Competition is mounting

Talk about TfL being part of a “protectionist plot” to protect black cabs is nonsense, says Nils Pratley in The Guardian. After all, “other ride-hailing services” are now available, so if newer rivals can navigate TfL’s standards for authorising drivers, “why should they be undercut by a company that is judged to be unfit?”. With drivers already learning to use multiple apps, any dislocation from a ban would only be “temporary” and competition “should still emerge”. Overall, Uber needs to “do better” if it is to regain the public’s trust. While the ban has “dinged” Uber’s share price, the rise of the competition is a much bigger threat to its future, say Richard Beales and Liam Proud on Breakingviews. This is because, while Uber “has the resources to fix the problems and prove it is ‘fit and proper’ to run a car service”, the latest dispute underlines that it is no longer the “only game in town” other than “expensive” black cabs and “unreliable” minicabs.

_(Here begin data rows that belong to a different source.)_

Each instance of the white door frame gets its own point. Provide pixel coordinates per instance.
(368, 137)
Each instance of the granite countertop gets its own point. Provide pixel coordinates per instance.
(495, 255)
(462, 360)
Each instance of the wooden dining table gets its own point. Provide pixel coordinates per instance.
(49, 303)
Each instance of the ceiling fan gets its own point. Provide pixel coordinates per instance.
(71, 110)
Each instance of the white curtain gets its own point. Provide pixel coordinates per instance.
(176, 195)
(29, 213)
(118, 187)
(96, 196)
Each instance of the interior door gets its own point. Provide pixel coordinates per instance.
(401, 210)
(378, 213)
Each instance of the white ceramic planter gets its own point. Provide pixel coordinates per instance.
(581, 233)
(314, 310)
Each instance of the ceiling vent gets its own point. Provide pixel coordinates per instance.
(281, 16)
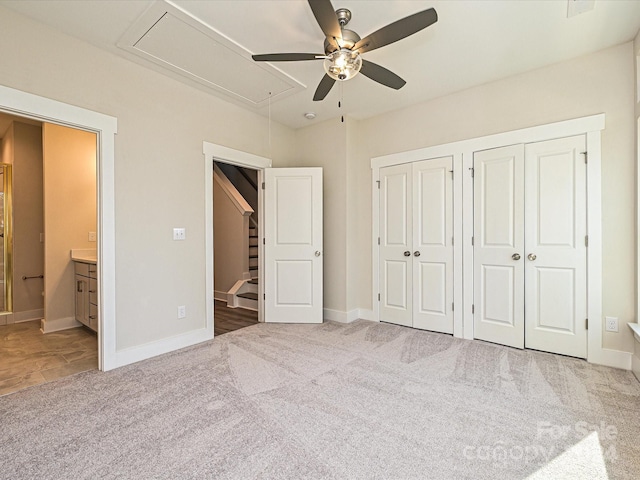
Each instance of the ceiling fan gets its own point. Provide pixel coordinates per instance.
(343, 48)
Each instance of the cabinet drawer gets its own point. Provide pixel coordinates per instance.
(82, 269)
(93, 291)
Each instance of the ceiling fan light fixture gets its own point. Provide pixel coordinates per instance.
(343, 65)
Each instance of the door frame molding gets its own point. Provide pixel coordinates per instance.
(219, 153)
(590, 126)
(28, 105)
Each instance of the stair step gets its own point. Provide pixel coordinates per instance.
(248, 295)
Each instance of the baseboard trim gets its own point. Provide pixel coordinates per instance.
(28, 315)
(612, 358)
(347, 317)
(48, 326)
(160, 347)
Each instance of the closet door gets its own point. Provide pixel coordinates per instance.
(432, 245)
(499, 245)
(395, 245)
(555, 273)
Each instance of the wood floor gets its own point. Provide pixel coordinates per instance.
(229, 319)
(29, 357)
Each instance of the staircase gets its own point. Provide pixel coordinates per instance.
(246, 294)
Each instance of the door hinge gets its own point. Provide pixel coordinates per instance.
(586, 156)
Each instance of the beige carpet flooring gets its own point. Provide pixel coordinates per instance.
(358, 401)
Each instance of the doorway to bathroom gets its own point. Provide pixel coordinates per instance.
(48, 200)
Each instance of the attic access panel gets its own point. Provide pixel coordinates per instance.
(174, 40)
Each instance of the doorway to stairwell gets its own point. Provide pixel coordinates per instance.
(236, 249)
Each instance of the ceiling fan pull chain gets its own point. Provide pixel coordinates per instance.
(341, 98)
(270, 149)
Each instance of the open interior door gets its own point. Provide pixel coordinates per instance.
(293, 245)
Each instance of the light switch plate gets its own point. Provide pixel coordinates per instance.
(179, 234)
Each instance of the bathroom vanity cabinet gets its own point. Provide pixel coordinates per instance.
(87, 294)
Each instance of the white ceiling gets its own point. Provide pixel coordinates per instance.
(473, 42)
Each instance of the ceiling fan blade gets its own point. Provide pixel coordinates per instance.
(381, 75)
(397, 30)
(287, 57)
(326, 18)
(323, 88)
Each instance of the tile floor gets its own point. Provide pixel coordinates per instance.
(28, 357)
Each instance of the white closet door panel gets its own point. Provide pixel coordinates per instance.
(432, 245)
(555, 273)
(293, 245)
(396, 229)
(498, 241)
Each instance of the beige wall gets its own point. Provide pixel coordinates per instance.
(159, 166)
(602, 82)
(28, 251)
(69, 211)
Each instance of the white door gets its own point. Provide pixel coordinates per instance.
(499, 245)
(433, 245)
(293, 245)
(416, 244)
(555, 230)
(395, 245)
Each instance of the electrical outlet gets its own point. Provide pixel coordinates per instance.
(611, 324)
(179, 234)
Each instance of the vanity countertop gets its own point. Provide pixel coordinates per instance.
(84, 255)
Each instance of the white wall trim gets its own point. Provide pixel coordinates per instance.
(346, 317)
(28, 315)
(590, 126)
(165, 345)
(220, 153)
(220, 295)
(48, 326)
(44, 109)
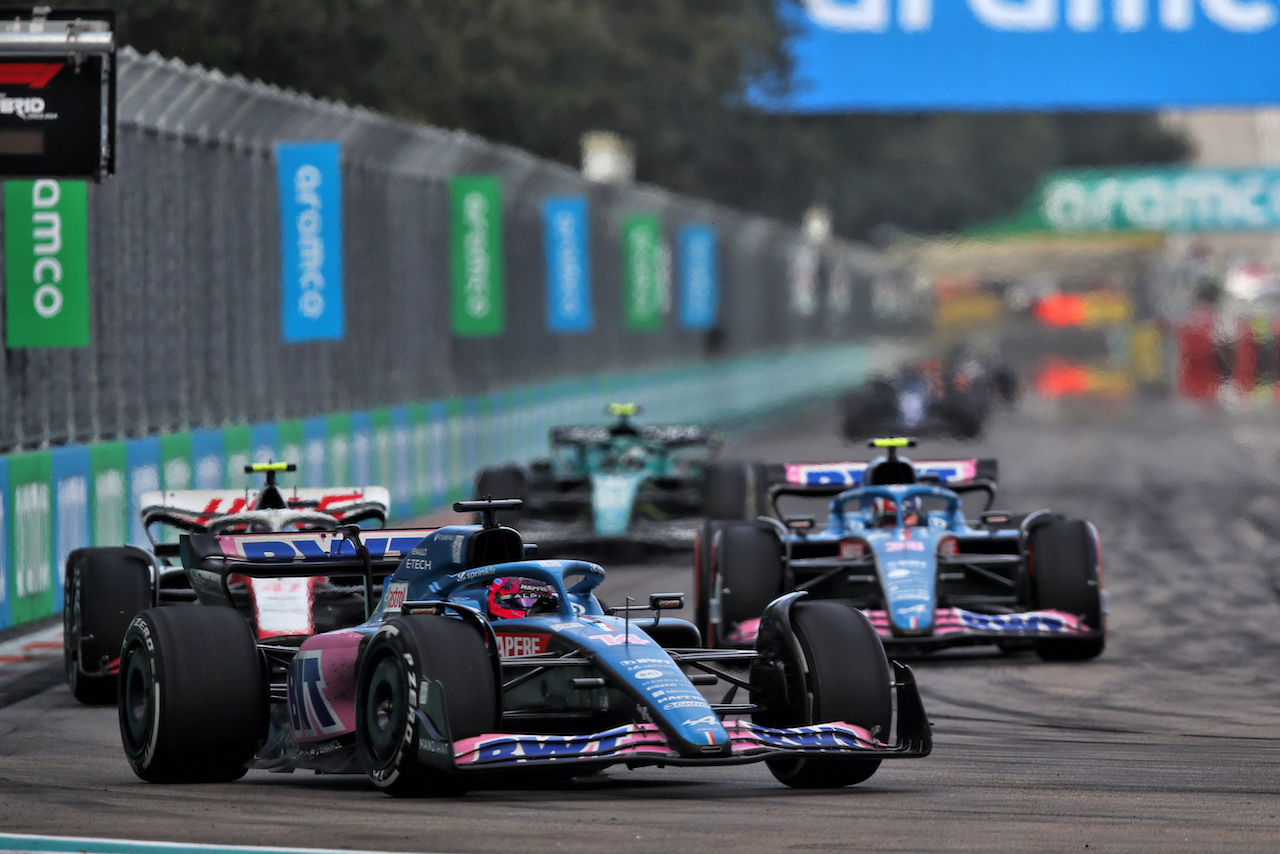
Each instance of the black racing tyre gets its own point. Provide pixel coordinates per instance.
(848, 679)
(103, 589)
(964, 414)
(503, 482)
(400, 657)
(1064, 570)
(746, 572)
(193, 697)
(703, 576)
(735, 489)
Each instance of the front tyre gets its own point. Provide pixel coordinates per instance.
(848, 679)
(103, 589)
(1066, 576)
(745, 576)
(403, 654)
(193, 699)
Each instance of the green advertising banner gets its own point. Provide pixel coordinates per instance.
(1159, 199)
(46, 263)
(176, 466)
(31, 537)
(338, 456)
(461, 467)
(109, 493)
(291, 444)
(238, 442)
(476, 254)
(641, 255)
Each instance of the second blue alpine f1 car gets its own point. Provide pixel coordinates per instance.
(480, 660)
(896, 544)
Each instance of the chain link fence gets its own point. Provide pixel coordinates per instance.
(184, 273)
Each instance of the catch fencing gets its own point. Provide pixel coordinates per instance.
(184, 272)
(187, 374)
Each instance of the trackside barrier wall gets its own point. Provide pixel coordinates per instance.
(426, 453)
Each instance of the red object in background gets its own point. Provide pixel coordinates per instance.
(1197, 357)
(1246, 369)
(1059, 378)
(1061, 310)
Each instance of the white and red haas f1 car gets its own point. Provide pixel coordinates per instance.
(480, 660)
(105, 585)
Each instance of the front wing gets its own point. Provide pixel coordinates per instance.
(955, 626)
(640, 744)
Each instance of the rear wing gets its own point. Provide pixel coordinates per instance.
(210, 560)
(848, 475)
(672, 435)
(192, 510)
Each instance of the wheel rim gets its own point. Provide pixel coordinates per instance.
(138, 700)
(385, 708)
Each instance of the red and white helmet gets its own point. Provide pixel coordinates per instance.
(517, 597)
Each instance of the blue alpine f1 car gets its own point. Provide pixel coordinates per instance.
(480, 660)
(896, 544)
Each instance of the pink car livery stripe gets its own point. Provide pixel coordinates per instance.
(1028, 624)
(647, 740)
(321, 686)
(851, 473)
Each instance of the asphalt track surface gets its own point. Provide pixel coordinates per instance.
(1170, 741)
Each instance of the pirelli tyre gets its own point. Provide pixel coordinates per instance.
(735, 489)
(103, 588)
(1065, 575)
(403, 654)
(846, 677)
(193, 697)
(703, 576)
(745, 576)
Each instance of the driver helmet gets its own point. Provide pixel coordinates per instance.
(632, 457)
(886, 511)
(520, 597)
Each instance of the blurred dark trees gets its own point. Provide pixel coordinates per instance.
(670, 74)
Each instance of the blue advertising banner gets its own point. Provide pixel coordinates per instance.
(142, 457)
(568, 264)
(699, 277)
(903, 55)
(72, 519)
(362, 450)
(209, 453)
(310, 187)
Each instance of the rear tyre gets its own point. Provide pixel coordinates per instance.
(735, 489)
(103, 589)
(746, 575)
(193, 699)
(503, 482)
(703, 576)
(403, 654)
(848, 679)
(1065, 578)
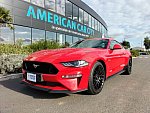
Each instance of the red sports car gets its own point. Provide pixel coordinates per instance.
(83, 66)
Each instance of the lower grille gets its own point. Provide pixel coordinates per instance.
(39, 67)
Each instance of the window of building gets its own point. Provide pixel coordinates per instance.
(23, 34)
(61, 38)
(93, 23)
(38, 2)
(27, 0)
(96, 24)
(90, 21)
(38, 35)
(100, 28)
(6, 35)
(75, 39)
(103, 30)
(81, 15)
(50, 36)
(75, 13)
(68, 9)
(60, 6)
(86, 18)
(50, 4)
(69, 39)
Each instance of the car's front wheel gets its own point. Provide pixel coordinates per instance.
(96, 79)
(128, 68)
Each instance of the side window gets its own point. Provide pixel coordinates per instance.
(112, 43)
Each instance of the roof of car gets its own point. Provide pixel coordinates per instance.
(100, 38)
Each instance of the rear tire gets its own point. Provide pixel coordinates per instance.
(96, 79)
(128, 68)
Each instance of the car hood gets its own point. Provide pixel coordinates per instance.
(62, 55)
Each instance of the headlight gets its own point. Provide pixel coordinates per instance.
(77, 63)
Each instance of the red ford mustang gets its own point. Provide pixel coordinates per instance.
(83, 66)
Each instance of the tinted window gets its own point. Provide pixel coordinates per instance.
(112, 43)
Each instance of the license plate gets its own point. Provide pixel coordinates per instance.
(31, 77)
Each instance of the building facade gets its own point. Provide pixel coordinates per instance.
(59, 20)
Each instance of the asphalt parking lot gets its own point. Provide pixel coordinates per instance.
(121, 94)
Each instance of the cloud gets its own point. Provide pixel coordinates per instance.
(124, 18)
(21, 33)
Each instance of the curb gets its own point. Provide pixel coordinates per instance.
(11, 76)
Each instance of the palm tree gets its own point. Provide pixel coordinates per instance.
(5, 18)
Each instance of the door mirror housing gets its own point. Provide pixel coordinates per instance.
(117, 46)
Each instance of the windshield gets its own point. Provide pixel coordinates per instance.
(91, 44)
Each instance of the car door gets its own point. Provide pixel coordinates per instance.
(115, 58)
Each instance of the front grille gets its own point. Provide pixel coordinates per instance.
(39, 67)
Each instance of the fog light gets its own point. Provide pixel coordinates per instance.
(72, 76)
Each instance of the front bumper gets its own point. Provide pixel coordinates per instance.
(57, 84)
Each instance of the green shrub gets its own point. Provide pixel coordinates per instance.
(135, 53)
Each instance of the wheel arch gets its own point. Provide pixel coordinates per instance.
(103, 63)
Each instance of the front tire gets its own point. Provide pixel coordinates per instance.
(96, 79)
(128, 68)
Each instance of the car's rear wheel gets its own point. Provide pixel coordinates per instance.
(96, 79)
(128, 68)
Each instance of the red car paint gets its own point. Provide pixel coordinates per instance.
(114, 60)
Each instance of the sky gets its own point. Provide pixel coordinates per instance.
(126, 19)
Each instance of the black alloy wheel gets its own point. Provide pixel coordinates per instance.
(97, 79)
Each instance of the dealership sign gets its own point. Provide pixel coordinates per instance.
(59, 22)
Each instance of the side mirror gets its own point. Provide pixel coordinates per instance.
(117, 46)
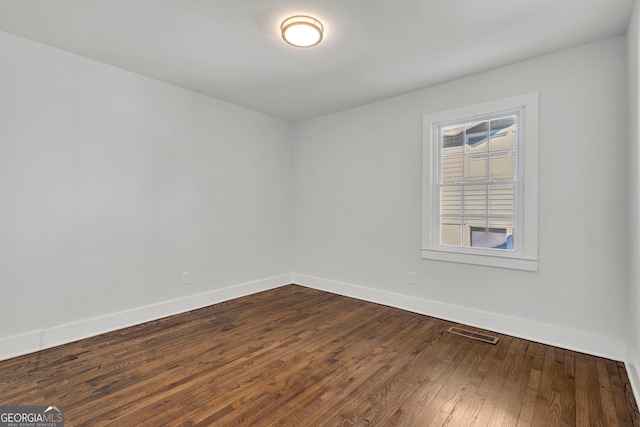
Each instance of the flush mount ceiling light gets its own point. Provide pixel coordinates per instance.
(302, 31)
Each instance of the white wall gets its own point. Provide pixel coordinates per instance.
(112, 184)
(357, 204)
(633, 57)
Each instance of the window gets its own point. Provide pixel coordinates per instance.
(480, 184)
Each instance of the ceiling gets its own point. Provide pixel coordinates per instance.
(372, 49)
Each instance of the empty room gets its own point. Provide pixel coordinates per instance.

Major competitors include “Bolt – backed by Daimler and Chinese ride-hailing giant Didi Chuxing – and India’s Ola, which is expected to launch shortly”. As a result, “it has less leverage to fend off regulators than it used to”.

The decision also raises concerns about Uber’s transparency, says the Financial Times. While CEO Dara Khosrowshahi has “tried hard” to change the company’s “rule-resistant culture”, there is clearly still work to do. This would be a good time for the company to show that it “is willing to listen to local problems” by using its “undoubted technological prowess” to fix the flaws that TfL has found.